16:20 Your sorrow shall be turned [‘made’] into joy.

" Apart from him not a thing came to be" (Jn. 1:3) is a phrase repeated by the Lord Jesus in Jn. 15:5, where He says that " apart from me" we can bring forth no spiritual fruit. The things that came into being in Jn. 1:3 would therefore appear to be the things of the new life enabled and empowered in Christ. In this sense Jesus can be described as the creator of a “new creation” (2 Cor. 5:17). But in practice, it is the word of the Gospel, the message of Jesus, which brings this about in the lives of those who hear and respond to it. We are born again by the word , the “seed” of the living God (1 Pet. 1:23 RV mg.). In this arresting, shocking analogy, the “word” of the Gospel, the word which was made flesh in the person of Jesus, is likened to the seed or sperm of God. We were begotten again by “the word of truth, that we should be a kind of firstfruits of his creations” (James 1:18). In God’s word, in all that is revealed in it of the person of our Lord Jesus, we come face to face with the imperative which there is in what we know of Him to be like Him. In this feature of God’s word, as it is in the Bible record and therefore and thereby as it is in and of His Son, we have the ultimate creative power, the dynamism so desperately needed by humanity, to transform our otherwise shapeless and formless lives. And in a multitude of lives, “All things were made by him”.

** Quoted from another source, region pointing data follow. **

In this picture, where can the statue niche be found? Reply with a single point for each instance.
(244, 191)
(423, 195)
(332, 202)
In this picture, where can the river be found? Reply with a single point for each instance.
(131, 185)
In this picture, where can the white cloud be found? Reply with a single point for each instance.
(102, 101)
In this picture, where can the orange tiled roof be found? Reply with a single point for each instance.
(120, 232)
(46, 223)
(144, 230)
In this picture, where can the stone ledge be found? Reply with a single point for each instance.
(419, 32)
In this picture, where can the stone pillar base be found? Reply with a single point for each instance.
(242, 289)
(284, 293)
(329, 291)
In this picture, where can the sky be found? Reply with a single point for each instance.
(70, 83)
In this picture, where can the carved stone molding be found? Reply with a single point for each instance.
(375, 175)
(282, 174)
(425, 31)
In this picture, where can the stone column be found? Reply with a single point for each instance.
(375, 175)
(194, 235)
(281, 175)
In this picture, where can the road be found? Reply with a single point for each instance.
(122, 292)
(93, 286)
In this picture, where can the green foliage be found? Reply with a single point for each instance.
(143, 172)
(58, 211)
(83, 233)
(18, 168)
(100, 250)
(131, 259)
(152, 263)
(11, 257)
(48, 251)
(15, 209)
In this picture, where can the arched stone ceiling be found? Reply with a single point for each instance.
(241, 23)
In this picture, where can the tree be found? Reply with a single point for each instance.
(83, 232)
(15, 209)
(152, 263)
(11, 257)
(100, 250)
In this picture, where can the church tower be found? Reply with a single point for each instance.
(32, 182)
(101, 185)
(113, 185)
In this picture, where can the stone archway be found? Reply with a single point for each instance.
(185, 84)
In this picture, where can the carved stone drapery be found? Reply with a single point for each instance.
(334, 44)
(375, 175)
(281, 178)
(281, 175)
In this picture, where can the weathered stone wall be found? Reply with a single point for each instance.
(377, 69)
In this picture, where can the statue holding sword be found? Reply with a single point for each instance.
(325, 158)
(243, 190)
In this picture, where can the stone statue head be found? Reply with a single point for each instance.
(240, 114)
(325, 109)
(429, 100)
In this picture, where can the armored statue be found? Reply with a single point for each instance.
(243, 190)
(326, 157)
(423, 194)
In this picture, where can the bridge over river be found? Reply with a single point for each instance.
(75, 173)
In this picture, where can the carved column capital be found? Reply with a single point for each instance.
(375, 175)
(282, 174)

As the Lord Jesus was sent into this world, so are we. We evidently didn’t personally ‘pre-exist’; and so we cannot reason that He did because He was sent by the Father. ‘Sending’ in Scripture can refer to being commissioned to speak forth God’s word (Is. 48:16; Jer. 7:25; Ez. 3:4,5; Zech. 2:8-11). Thus God is often described as sending forth His prophets. We too must allow ourselves to be sent forth as our Lord was, making the word of the Gospel flesh in us as it was in Him. For like Him, we personally are the message which we preach. The word of God / the Gospel is as seed (1 Pet. 1:23); and yet we believers end our probations as seed falling into the ground, which then rises again in resurrection to be given a body and to eternally grow into the unique type of person which we are now developing (1 Cor. 15:38). The good seed which is sown is interpreted by the Lord both as the word of God (Lk. 8:11), and as “the children of the Kingdom” (Mt. 13:38). This means that the word of the Gospel becomes flesh in us as it did in our Lord. The word of the Gospel is not, therefore, merely dry theoretical propositions; it elicits a life and a person. We will be changed; not just physically, but we will each be given our own, unique ‘body’, as Paul puts it. There will be eternal continuity between who we now become, and who we grow into throughout eternity. This is the amazing power of the word of the Gospel; for this is the seed, which transforms the essential you and me into a seed which will rise up to great things in God’s future Kingdom. In all this, the Lord was and is our pattern. “All things were made by him”.

Notes

(1) G.F. Moore, Judaism In The First Centuries Of The Christian Era (Cambridge: Harvard University Press, 1927) Vol. 1 p. 415.

(2) References in James Dunn, Christology In The Making (Philadelphia: Westminster Press, 1980) p. 221.